For one, the Real-world Driving Emissions (RDE) test deadline is in September which means vehicles that exceed emissions under the new rules can’t be sold as new cars after September. To help alleviate this, there has almost certainly been a high volume of stock which has been self-registered by retailers – and not actually sold to consumers. Although self-registrations are common practice to achieve retailer targets, dampened demand and these added stock pressures have made the task of reaching those targets even more of a battle than normal.

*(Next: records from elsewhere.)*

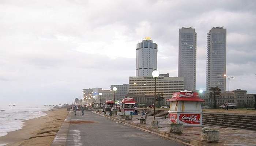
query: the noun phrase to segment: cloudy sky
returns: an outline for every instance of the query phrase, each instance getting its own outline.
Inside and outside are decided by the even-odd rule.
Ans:
[[[69,102],[83,88],[127,84],[145,36],[158,44],[160,73],[177,76],[186,26],[197,33],[197,89],[206,88],[206,34],[223,26],[230,90],[256,93],[256,1],[211,1],[1,0],[0,102]]]

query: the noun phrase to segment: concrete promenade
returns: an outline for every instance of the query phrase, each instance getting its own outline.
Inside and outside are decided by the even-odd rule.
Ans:
[[[113,117],[105,115],[103,116]],[[201,141],[202,127],[193,127],[184,126],[183,133],[182,134],[173,134],[169,132],[169,124],[168,119],[161,117],[156,117],[156,120],[158,121],[159,128],[157,130],[152,129],[150,128],[151,121],[153,117],[147,116],[146,124],[140,123],[139,120],[136,118],[139,116],[133,116],[132,120],[125,121],[121,119],[121,116],[117,115],[113,119],[120,120],[124,123],[128,123],[135,127],[138,127],[142,129],[150,131],[153,130],[159,135],[164,135],[174,139],[177,141],[181,141],[183,142],[194,146],[256,146],[256,131],[239,128],[227,127],[222,126],[212,126],[203,125],[203,127],[209,128],[218,128],[220,131],[220,141],[218,143],[209,143]]]
[[[84,115],[70,112],[52,146],[182,145],[91,112]]]

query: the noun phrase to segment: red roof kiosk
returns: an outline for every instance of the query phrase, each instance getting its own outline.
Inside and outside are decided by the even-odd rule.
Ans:
[[[170,102],[168,111],[170,123],[202,125],[200,102],[204,101],[199,97],[198,93],[188,90],[176,92],[167,101]]]
[[[134,107],[136,103],[133,98],[125,98],[120,103],[122,104],[122,105],[120,107],[122,114],[129,115],[131,112],[134,112]]]

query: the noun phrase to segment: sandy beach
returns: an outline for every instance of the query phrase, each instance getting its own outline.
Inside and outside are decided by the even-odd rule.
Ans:
[[[66,108],[44,112],[48,114],[25,121],[22,129],[0,137],[0,145],[6,146],[50,146],[68,112]]]

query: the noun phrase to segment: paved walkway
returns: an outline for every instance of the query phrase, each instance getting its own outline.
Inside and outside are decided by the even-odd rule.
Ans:
[[[72,114],[66,146],[181,146],[91,112]]]
[[[138,116],[133,116],[132,120],[126,121],[140,124],[139,120],[136,119],[136,118]],[[121,119],[121,116],[117,115],[116,118]],[[168,118],[165,119],[163,118],[155,117],[155,119],[158,121],[159,126],[158,130],[169,132],[170,125],[168,123],[167,118]],[[151,121],[153,119],[153,116],[147,116],[147,124],[142,125],[147,127],[150,127]],[[219,126],[213,126],[203,125],[203,127],[218,128],[220,131],[220,141],[219,143],[203,142],[203,144],[204,143],[205,145],[211,146],[223,145],[256,146],[256,131]],[[183,137],[184,138],[188,138],[200,142],[202,128],[202,127],[193,127],[184,126],[183,133],[181,134],[171,134],[175,135],[179,137]]]

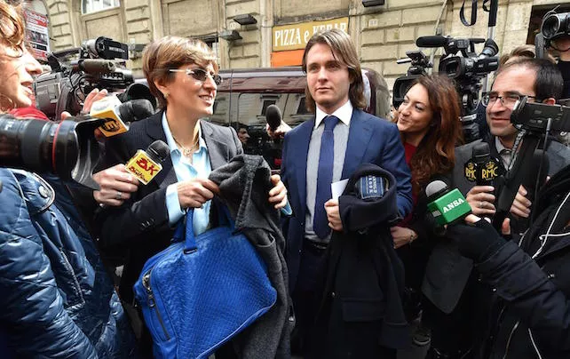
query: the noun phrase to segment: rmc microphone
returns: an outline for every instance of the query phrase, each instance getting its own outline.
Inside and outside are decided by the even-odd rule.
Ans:
[[[269,105],[265,109],[265,120],[271,131],[274,132],[277,130],[280,124],[281,124],[281,120],[283,116],[281,115],[281,110],[275,105]]]
[[[428,197],[428,211],[431,213],[438,226],[455,223],[471,212],[471,208],[459,192],[449,188],[442,180],[430,182],[425,187]]]
[[[491,157],[489,144],[479,142],[473,146],[471,158],[465,163],[465,178],[477,186],[494,186],[494,180],[504,173],[503,164]]]
[[[153,105],[148,100],[122,103],[115,95],[111,95],[93,102],[89,116],[106,119],[99,129],[105,137],[111,137],[129,131],[128,123],[146,118],[153,113]]]
[[[141,183],[146,185],[162,170],[161,164],[170,155],[170,149],[163,141],[157,140],[151,143],[146,151],[137,151],[127,164],[126,170]]]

Brexit has a part to play too. The falling value of the pound either increases the imported prices of cars or directly reduces the profitability of around nine in 10 cars sold in the UK. So while retailers and manufacturers try to entice consumers with very strong offers, particularly to push out older stocks, these sales are increasing costly for them. Judging by the volatility of recent sales numbers, with some brands faring well but several others now well behind prior year, it’s clear that manufacturers face a decision about how sustainable such sales “push” can be in the longer term.

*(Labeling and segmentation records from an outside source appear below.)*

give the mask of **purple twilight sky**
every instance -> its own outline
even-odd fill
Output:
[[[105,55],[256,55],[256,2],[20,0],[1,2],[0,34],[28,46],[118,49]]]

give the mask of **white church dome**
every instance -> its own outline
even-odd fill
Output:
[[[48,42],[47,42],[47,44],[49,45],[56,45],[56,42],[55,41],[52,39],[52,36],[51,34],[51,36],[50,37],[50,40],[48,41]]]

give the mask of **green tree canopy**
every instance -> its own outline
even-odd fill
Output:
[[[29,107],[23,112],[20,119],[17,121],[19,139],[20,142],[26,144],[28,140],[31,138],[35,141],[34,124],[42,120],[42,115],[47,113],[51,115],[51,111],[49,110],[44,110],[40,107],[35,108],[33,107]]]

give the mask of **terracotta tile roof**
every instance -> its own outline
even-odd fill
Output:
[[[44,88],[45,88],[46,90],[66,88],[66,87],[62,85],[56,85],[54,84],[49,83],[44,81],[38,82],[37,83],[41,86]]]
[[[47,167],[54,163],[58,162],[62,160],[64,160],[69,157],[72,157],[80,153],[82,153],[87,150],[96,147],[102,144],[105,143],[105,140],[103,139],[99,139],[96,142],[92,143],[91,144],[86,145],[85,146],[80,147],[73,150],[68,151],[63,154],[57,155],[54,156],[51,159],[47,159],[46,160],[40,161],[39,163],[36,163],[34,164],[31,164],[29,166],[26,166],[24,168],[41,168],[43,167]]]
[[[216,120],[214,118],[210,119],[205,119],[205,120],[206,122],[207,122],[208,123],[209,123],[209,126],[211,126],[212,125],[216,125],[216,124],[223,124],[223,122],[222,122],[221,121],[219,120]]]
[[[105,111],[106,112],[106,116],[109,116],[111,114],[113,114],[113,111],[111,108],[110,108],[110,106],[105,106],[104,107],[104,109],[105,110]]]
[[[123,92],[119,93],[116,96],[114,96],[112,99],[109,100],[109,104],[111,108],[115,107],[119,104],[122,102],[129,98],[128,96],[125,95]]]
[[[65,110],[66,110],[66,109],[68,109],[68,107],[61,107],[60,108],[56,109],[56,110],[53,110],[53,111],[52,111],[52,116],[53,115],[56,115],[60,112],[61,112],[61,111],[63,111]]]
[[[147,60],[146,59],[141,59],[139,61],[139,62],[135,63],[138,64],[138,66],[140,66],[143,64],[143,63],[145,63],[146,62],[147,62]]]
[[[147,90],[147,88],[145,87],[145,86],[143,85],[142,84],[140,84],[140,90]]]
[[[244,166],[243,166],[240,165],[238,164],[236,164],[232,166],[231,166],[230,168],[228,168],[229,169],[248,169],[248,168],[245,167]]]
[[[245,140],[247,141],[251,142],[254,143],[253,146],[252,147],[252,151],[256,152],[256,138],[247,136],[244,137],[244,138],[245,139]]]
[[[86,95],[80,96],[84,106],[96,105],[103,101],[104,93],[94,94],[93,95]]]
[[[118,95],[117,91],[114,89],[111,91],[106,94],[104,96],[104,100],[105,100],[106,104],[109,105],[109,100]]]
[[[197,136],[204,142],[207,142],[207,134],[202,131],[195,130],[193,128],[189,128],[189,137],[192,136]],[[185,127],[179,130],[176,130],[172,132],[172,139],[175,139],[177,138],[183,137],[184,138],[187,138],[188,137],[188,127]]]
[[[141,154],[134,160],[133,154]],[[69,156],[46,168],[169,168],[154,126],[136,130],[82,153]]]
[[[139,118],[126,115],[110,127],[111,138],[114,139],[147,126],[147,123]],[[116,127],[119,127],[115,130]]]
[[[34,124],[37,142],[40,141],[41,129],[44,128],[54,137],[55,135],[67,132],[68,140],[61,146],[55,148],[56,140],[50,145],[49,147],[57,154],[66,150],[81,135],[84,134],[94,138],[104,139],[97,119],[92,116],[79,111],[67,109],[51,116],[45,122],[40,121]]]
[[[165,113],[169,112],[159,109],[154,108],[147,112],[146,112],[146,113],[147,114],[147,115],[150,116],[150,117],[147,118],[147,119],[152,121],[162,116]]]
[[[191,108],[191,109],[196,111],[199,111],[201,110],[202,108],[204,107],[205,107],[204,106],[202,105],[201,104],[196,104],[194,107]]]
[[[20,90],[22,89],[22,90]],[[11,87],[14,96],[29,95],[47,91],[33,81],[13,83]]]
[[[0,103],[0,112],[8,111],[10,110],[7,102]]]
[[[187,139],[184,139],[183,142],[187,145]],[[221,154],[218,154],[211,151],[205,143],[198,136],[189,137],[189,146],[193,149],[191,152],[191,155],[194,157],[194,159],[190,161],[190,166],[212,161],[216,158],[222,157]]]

What now seems like a blip in AFV sales in June, the industry’s investment in electric vehicles is starting to reap the rewards now. While the availability and delivery lead times of some EVs is far from ideal on certain models, consumers’ appetite for these cars is high and registration figures are rising. However, we can’t rest on our laurels and must continue to incentivise and push these vehicles so that we can reach the ‘Road to Zero’ on time.
It’s clearly not all doom and gloom for the industry though. Despite the challenges thrown at UK car buyers, they remain resilient and still as keen to regularly renew their cars. It’s precisely this type of accelerated renewal of the car parc towards cleaner engines which is crucial to our chances of significantly improving air quality. More broadly, we know that overall consumer appetite remains strong, with 141 million searches taking place across our site last month alone, which compares to 134 million last year. Consumers in the UK are still looking for cars but they are getting savvier and looking for the best deal, particularly in this time of economic uncertainty.